As the solitary boatman walked slowly toward the DELTA QUEEN, just several hundred feet further down the slope of the sandy riverbank, he enjoyed the slight intoxication of the warm beer. Unknown to him, however, was that immediately after he refused to give the barkeeper’s daughter a quarter for the jukebox, she ran to her father and told him that the man, then stepping out the front door, had said vile and terrible things to her when she asked him for a quarter to play the juke box. A terrible rage overcame the father when he heard his daughter’s tale and he resolved to avenge the honor of his child.
The DELTA QUEEN lay only a hundred feet ahead when the deckhand heard a horrendous screaming behind him. As he looked around he saw the bartender running toward him waiving a huge pistol and screaming at the very steamboat man who, just minutes before, had been seated at the bar sipping on the warm beer served in the ramshackle establishment. The deckhand had no idea what was happening, and the only thing he understood was that he had to reach the safety of the steamboat that lay just a few more steps away. So he began to run toward the landing stage that bridged the gap between the boat and the shore.
Two explosive reports from the forty-four caliber revolver swept down Silver Street and stunned the crew who were standing on the head of the DELTA QUEEN. As they looked toward the source of the deafening racket, they saw the deckhand tumbling through the aie like he had been fired out of the very gun that was now killing him. His arms and legs thrashed wildly as he was propelled toward the stage by the impact of the bullets that slammed into his back, and the horror that twisted his face into a mask of terror was that of a man looking into his own grave.

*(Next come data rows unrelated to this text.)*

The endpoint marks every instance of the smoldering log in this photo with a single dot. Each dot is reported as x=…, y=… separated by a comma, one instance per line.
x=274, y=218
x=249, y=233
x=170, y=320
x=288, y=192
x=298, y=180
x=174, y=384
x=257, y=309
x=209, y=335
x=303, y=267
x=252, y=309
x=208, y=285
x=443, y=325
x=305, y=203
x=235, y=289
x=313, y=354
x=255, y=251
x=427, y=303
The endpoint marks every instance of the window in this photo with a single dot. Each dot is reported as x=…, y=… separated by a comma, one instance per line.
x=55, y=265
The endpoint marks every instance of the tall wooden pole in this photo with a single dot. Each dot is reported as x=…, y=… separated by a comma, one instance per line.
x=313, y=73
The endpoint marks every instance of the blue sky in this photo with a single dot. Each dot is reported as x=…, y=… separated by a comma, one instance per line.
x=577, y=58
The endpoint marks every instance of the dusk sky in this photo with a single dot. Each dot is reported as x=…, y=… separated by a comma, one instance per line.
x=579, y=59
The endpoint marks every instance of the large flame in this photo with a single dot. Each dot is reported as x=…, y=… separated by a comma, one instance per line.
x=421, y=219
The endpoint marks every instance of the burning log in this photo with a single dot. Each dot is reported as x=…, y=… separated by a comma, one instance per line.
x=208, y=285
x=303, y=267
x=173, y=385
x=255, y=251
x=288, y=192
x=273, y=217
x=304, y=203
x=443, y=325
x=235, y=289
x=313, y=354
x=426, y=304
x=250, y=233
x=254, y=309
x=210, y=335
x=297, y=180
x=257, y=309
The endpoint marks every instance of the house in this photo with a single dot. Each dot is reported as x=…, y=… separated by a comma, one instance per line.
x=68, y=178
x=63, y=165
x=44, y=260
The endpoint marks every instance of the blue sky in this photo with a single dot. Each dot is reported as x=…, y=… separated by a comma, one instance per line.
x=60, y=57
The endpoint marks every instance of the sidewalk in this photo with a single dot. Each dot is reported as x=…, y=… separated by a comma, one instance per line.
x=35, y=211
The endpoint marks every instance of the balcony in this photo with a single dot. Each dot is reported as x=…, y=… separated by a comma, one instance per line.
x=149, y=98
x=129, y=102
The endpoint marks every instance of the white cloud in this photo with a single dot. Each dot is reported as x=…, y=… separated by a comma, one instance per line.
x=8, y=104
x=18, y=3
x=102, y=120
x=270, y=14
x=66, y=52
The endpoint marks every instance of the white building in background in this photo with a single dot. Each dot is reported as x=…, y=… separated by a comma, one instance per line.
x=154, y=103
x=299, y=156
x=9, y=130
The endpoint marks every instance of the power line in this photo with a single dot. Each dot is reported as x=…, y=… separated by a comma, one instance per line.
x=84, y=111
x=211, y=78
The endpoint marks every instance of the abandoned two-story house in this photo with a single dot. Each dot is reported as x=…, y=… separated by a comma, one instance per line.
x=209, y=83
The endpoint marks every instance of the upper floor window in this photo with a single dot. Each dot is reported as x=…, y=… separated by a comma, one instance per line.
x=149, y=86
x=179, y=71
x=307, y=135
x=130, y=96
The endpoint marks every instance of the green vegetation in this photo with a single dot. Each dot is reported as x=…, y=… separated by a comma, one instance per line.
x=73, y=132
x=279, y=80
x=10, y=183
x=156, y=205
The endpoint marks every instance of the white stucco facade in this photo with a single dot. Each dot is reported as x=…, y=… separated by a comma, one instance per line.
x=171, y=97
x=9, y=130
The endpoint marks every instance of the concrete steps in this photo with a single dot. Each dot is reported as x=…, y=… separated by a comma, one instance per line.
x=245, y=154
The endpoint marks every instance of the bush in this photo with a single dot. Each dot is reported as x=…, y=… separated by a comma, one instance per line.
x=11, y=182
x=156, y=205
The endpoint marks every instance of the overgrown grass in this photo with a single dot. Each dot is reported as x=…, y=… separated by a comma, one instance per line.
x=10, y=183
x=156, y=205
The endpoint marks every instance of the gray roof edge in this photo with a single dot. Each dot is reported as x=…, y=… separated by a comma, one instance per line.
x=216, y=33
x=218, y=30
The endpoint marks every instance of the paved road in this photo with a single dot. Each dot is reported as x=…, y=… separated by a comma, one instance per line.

By the time the deckhand crashed into the brown sand where the head of the four-ton stage was imprinted, he was dying. Several well-meaning members of the crew who witness the drama rushed out to help their fallen comrade. A couple stout fellows were lifting him from the sand and were fixing to bring him aboard the boat when Captain "Old-Doc" Carr came running out to the head of the stage and ordering them to stop and lay the dying man back onto the ground by admonishing, "Don’t bring that man aboard the boat! He’s liable to die, and if he does, it’s gonna take forever to get the DELTA QUEEN out of here!"
The deckhand who preferred to stay to himself, without making friends among his own crew, died on the warm sand at the foot of Silver Street. As the DELTA QUEEN pulled away and headed upstream, the deckhand's lifeless body lay where it had fallen though now covered in a brown wool blanket- a gift from the crew he chose not to know.